The log statement is used to combine the source, filter, and destination components. The syntax is as follows:

          log { source(s1); source(s2); ...                filter(f1); filter(f2); ...                destination(d1); destination(d2); ...                flags(flag1[, flag2...]); }; 

Messages coming from any of the listed sources that match the listed filters are sent to all listed destinations. Because log statements are processed in the order they appear in the config file, a single log message might be sent to the same destination several times. This default behavior can be changed by using the flag parameters listed in Table 4-10.

Example 4-9 shows a sample snippet for the log components of the /etc/syslog-ng.conf file.

Example 4-9. Syslog-ng.conf Log Components

 log { source(s_cisconetwork); filter(f_errandabove); destination(d_cisco_severity);  }; log  { source(s_cisconetwork); filter(f_router); destination(d_cisco_facility); }; log  { source(s_cisconetwork); destination(d_hosts); }; 

The first log statement does the following:

1. Listens for all network messages at UDP port 514.

2. Filters to only select messages with a severity level between error and emergency.

3. Sends the filtered messages to the respective log files. The name of destination file matches the severity level of the message. For example, the messages with severity level "error" will be sent to the "/var/log/LEVEL/err.log" file.

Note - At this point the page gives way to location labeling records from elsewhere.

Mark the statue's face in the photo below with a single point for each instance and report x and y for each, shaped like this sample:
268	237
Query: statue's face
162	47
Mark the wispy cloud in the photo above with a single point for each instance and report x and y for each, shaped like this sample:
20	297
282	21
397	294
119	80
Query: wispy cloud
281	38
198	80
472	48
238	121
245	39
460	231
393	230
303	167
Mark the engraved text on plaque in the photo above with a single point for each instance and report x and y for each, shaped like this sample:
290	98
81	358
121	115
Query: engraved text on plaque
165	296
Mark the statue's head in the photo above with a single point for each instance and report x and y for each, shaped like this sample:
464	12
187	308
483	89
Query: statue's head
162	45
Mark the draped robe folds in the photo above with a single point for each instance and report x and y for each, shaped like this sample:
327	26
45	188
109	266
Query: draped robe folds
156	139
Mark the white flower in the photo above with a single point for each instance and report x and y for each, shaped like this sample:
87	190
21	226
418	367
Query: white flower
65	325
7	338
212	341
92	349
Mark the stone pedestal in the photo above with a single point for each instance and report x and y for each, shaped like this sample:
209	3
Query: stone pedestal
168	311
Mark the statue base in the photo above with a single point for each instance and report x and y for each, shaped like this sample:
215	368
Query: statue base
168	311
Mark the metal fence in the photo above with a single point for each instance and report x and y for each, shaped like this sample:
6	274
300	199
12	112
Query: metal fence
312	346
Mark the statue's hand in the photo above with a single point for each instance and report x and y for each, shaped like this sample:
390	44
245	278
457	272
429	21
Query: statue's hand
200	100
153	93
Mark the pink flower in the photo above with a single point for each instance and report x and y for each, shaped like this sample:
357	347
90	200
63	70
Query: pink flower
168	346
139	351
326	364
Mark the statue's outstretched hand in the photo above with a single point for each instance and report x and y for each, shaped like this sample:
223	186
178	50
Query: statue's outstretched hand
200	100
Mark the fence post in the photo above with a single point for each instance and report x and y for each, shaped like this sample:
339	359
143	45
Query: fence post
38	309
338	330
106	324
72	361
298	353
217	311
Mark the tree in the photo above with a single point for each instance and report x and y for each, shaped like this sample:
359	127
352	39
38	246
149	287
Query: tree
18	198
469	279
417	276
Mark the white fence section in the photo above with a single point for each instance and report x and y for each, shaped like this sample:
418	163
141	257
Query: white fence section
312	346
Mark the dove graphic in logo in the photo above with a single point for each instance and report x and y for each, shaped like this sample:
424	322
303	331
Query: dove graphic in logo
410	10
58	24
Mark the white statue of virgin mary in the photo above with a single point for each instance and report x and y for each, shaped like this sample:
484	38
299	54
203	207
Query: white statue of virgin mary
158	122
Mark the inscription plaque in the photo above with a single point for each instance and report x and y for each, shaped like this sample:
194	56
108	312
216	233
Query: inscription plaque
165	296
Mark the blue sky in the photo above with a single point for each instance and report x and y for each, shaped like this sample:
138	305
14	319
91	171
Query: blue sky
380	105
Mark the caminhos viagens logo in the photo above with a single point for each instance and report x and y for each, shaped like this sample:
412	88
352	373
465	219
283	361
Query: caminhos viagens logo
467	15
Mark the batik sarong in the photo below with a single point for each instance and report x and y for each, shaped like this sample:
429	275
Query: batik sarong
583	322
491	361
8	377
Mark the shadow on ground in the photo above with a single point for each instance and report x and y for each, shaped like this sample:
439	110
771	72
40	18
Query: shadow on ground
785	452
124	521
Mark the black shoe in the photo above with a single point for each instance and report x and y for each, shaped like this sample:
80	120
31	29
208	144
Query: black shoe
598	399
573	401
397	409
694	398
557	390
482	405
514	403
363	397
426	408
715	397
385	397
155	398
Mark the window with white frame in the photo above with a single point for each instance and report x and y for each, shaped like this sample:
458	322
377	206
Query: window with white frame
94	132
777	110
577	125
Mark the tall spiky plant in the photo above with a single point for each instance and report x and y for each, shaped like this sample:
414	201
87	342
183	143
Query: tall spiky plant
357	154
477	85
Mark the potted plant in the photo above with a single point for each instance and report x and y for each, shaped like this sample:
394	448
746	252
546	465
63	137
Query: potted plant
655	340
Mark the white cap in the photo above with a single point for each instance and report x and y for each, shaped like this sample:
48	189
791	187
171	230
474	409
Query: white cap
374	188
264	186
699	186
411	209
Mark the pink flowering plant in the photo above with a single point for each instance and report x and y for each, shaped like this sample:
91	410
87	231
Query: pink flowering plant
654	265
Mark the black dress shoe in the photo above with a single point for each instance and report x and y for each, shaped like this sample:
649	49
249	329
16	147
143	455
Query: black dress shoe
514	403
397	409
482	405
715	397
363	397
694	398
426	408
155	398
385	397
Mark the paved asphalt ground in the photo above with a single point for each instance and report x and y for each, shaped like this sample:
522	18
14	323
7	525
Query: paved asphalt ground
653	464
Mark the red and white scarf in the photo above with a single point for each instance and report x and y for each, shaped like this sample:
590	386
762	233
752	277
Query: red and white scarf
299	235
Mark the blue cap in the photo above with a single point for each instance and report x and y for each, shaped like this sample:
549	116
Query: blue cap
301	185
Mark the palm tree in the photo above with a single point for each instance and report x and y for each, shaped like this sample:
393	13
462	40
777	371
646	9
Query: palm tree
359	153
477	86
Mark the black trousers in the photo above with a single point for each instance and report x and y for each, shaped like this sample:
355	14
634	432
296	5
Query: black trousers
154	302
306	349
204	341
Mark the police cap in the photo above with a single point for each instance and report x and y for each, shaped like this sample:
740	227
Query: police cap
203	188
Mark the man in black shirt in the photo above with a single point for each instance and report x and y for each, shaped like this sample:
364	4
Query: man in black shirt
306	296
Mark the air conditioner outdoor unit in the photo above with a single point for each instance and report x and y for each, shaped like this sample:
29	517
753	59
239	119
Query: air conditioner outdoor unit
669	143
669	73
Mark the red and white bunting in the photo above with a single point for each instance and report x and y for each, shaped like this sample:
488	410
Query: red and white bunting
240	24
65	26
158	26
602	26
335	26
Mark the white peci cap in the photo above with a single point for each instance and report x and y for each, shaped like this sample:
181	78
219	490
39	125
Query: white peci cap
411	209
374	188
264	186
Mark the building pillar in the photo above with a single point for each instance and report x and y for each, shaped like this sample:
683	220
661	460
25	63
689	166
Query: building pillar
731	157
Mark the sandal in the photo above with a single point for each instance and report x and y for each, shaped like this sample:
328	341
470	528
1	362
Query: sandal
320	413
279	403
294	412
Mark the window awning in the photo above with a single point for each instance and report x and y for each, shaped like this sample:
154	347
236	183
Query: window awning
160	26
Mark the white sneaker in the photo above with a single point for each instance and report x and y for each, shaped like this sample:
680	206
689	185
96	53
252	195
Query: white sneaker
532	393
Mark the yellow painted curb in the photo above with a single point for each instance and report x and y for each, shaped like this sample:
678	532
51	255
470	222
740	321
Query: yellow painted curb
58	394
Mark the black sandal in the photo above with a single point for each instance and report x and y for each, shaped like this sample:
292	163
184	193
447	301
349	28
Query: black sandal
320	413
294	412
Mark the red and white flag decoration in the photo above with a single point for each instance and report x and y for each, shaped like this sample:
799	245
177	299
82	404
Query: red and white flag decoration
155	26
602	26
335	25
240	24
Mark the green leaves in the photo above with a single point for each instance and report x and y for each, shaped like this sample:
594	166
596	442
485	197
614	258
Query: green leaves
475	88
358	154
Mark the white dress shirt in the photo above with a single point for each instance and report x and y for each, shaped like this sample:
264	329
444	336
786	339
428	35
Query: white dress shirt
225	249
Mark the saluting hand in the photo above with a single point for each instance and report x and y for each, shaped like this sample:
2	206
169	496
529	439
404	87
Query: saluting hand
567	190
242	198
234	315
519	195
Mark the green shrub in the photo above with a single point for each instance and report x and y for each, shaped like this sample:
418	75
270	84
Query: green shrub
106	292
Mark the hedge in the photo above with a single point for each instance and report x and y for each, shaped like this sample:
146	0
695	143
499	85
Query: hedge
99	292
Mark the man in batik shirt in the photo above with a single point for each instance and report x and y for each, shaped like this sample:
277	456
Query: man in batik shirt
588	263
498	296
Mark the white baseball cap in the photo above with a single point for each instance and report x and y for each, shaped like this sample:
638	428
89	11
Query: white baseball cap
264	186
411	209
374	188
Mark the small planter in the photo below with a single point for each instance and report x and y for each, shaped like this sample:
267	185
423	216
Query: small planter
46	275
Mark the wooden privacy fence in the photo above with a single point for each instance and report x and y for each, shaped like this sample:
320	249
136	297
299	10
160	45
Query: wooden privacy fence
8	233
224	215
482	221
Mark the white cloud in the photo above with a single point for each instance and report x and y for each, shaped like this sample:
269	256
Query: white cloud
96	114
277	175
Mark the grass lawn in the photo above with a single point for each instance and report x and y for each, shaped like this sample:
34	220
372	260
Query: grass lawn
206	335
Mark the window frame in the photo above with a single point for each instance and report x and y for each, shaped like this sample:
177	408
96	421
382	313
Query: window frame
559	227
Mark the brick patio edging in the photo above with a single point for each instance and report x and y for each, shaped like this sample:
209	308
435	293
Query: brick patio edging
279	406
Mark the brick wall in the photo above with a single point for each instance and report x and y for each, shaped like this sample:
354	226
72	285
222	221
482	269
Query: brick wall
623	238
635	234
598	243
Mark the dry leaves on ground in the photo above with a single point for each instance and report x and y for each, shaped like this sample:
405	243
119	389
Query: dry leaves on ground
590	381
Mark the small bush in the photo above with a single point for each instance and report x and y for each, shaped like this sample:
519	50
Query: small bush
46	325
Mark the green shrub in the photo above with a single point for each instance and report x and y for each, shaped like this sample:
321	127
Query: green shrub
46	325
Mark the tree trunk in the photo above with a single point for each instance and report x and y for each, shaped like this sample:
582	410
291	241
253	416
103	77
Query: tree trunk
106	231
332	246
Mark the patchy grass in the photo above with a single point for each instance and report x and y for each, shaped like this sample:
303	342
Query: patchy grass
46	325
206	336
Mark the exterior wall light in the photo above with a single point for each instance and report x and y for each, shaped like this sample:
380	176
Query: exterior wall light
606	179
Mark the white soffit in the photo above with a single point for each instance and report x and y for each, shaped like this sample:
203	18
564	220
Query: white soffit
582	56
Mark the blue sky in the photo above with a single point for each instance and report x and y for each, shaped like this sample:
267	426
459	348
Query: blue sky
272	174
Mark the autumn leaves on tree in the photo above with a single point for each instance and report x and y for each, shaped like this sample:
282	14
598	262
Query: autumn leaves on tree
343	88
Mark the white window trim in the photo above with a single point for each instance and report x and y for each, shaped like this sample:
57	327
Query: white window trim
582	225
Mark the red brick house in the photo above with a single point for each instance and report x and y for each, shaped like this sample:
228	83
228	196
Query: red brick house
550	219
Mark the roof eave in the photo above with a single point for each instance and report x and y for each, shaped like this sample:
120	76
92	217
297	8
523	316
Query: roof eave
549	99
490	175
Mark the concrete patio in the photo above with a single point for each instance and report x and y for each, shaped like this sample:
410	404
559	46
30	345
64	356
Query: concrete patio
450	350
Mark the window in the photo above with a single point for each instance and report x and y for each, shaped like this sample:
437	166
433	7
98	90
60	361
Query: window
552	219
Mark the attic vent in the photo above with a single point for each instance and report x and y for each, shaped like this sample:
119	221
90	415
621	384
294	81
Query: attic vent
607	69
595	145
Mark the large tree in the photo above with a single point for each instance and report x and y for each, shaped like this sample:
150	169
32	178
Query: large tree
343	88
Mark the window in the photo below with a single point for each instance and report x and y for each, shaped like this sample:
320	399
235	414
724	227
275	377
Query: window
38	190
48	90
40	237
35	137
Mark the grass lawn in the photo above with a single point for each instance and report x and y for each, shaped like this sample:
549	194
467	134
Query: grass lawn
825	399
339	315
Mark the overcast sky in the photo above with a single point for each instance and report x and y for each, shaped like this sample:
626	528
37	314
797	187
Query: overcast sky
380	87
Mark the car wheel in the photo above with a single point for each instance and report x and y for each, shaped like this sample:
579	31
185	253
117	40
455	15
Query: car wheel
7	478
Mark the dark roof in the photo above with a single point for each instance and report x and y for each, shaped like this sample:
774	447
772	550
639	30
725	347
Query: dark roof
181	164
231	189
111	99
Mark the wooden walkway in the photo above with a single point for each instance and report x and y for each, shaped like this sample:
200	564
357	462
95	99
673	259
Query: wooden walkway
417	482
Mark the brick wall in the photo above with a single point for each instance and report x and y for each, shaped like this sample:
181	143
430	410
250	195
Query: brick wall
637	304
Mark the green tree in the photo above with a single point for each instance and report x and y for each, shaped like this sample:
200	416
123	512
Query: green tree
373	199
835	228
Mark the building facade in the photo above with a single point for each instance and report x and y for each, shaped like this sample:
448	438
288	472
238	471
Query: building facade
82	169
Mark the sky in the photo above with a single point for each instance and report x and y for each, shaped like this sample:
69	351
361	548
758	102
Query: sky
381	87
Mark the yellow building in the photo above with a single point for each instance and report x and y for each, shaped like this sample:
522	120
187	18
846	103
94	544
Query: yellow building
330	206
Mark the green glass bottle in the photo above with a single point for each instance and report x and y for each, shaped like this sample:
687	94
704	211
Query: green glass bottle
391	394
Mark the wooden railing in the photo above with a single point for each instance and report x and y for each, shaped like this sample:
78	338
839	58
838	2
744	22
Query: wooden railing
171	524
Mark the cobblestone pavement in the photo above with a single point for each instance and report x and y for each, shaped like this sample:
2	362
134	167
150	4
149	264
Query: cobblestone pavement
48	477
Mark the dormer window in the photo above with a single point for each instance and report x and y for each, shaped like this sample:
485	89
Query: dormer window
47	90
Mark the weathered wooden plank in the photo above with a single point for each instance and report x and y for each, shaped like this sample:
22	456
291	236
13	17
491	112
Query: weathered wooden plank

The second log statement does the following:

1. Listens for all network messages at UDP port 514.

2. Filters to only select messages with a facility of local2.

3. Sends these filtered messages to respective log files. The name of the destination file matches the facility level of the message. For example messages from facility level "Local 2" will be sent to the "/var/log/FACILITY/local2.log" file.

The third log statement does the following:

1. Listens for all network messages at UDP port 514.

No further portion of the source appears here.